Monday, November 3, 2014

Hawala



We are all aware of the recent unsuccessful attempt of Faisal Shahzad to car bomb Times Square in New York City during May of 2010.  Interesting and exciting as was the news story, what attracted my attention was a report, briefly touched on by the media, based on statements from the ensuing FBI and police investigation of the bomber’s alleged financial sources.  The confusing and apparent contra- dictions of the news story led to further research and this essay.

If the reader of the news reports had accepted the funding story without careful reading, he would believe that co-conspiritors had been taken into custudy in Boston, Pakistan and at least one other U.S. location.  All were identified as being part of the organization which financed Shahzad’s failed bombing attempt, but the FBI added one caveat:  While the identified group provided the financing, it was not clear that they were aware of what they were financing.  At first reading it appeared that the agents were more interested in helping the conspiritors with their defense than supporting the prosocuter’s case.  Something wasn’t right.  As it turned out, the agents were correct, but not to defend the terror- ists. 

The answer to the apparent contradictions is in an aged financial system dating to medieval times called hawala, a form of financial agency accepted under Islamic law in the field of contracts and general obligations.  In Wikipedia, hawala is described in today’s world as used mostly by migrant workers, primarily in South Asia, to return remittances to their countries of origin.  Wikipedia goes on to describe how hawala works:

“In the most basic variant of the hawala system, money is transferred via a network of hawala brokers, or hawaladars.  A customer approaches a hawala broker in one city and gives a sum of money to be transferred to a recipient in another, usually foreign, city.  The hawala broker calls another hawala broker in the recipient’s city, gives disposition instructions of the funds (usually minus a small commission), and promises to settle the debt at a later date.

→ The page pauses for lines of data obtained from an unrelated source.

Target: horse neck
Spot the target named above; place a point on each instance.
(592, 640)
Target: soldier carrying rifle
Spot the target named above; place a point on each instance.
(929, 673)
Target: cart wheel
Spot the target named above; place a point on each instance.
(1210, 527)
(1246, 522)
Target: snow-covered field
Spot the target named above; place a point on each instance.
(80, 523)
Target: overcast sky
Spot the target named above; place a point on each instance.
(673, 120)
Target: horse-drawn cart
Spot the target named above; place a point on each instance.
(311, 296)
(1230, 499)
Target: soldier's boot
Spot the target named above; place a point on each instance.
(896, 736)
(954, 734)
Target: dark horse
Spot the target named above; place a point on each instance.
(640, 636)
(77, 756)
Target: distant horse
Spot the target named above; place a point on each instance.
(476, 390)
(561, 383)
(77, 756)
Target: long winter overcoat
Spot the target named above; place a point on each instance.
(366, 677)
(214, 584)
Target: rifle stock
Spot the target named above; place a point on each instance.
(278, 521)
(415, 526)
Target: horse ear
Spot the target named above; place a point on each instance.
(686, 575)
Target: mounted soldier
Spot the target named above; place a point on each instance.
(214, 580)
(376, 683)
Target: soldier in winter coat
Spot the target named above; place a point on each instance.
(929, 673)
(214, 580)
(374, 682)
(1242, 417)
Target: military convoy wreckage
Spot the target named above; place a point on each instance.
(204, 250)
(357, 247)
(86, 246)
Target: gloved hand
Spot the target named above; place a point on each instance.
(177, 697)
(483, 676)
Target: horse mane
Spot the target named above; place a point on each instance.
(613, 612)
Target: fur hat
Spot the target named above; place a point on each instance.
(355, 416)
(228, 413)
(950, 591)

“The unique feature of the system is that no promissory instruments are exchanged between the hawala brokers; the transaction takes place entirely on the honor system.  As the system does not depend on the legal enforceability of claims, it can operate even in the absence of a legal and juridical environment.  Informal records are produced of individual transactions, and a running tally of the amount owed by one broker to another is kept.  Settlements of debts between hawala brokers can take a variety of forms, and need not take the form of direct cash transactions.

“In addition to commissions, hawala brokers often earn their profits through bypassing official exchange rates.  Generally, the funds enter the system in the source country’s currency and leave the system in the recipient country’s currency.  As settlements often take place without foreign exchange transactions, they can be made at other than official exchange rates.

“Hawala is attractive to customers because it provides a fast and convenient transfer of funds, usually with a far lower commission than that charged by banks.  Its advantages are most pronounced when the receiving country applies distortive exchange rate regulations (as has been the case for many typical receiving countries such as Pakistan or Egypt) or when the banking system in the receiving country is less complex (e.g. due to differences in legal environ-
ment in places such as Afghanistan, Yemen, and Somalia).  Moreover, in some parts of the world it is the only option for legitimate funds transfers, and has even been used by aid organizations in areas where it is the best functioning institution.

“Furthermore, the transfers are informal and not effectively regulated by governments, which are a major advantage to customers with tax, currency control, immigration, or other concerns.  In some countries, hawalas are actually regulated by local governments and hawaladars are licensed to perform their money brokering services.”

A normal and reasonable hawaladas commission is five percent, but may vary based on local circum- stances, special requirements of the transfer or additional fees due to regulation.  There is no interest.

There have been cases in the United States where particular money transfers under hawala were treated by the government as financial laundering and the brokers were prosecuted.            

In the current case, Shahzad received funds which he used for the failed Times Square bombing attempt.
The lack of a paper trail has complicated the issue and created more than one scenario, thus the FBI statement that the financing group may not have been aware of the planned use of the funds.

If the source of the funds was the Taliban, al Quida or any other terrorist organization and the flow of the funding from the terrorists to Shahzad can be legally established, the financial group now in custody will undoubtedly be brought to trial as co-conspirators.  However, if the lawyers for the financial group can successfully show that the receiving broker had no knowledge of the source or planned use of the funds, then the prosocuter’s case will be jeopardized and probably fail.  The lack of a paper trail makes for a difficult prosecution.

However, it would appear that the exposure from the Shahzad prosecution could lead to Congress passing legislation regulating money transfers under hawala and possibly requiring the licensing of the hawaladars.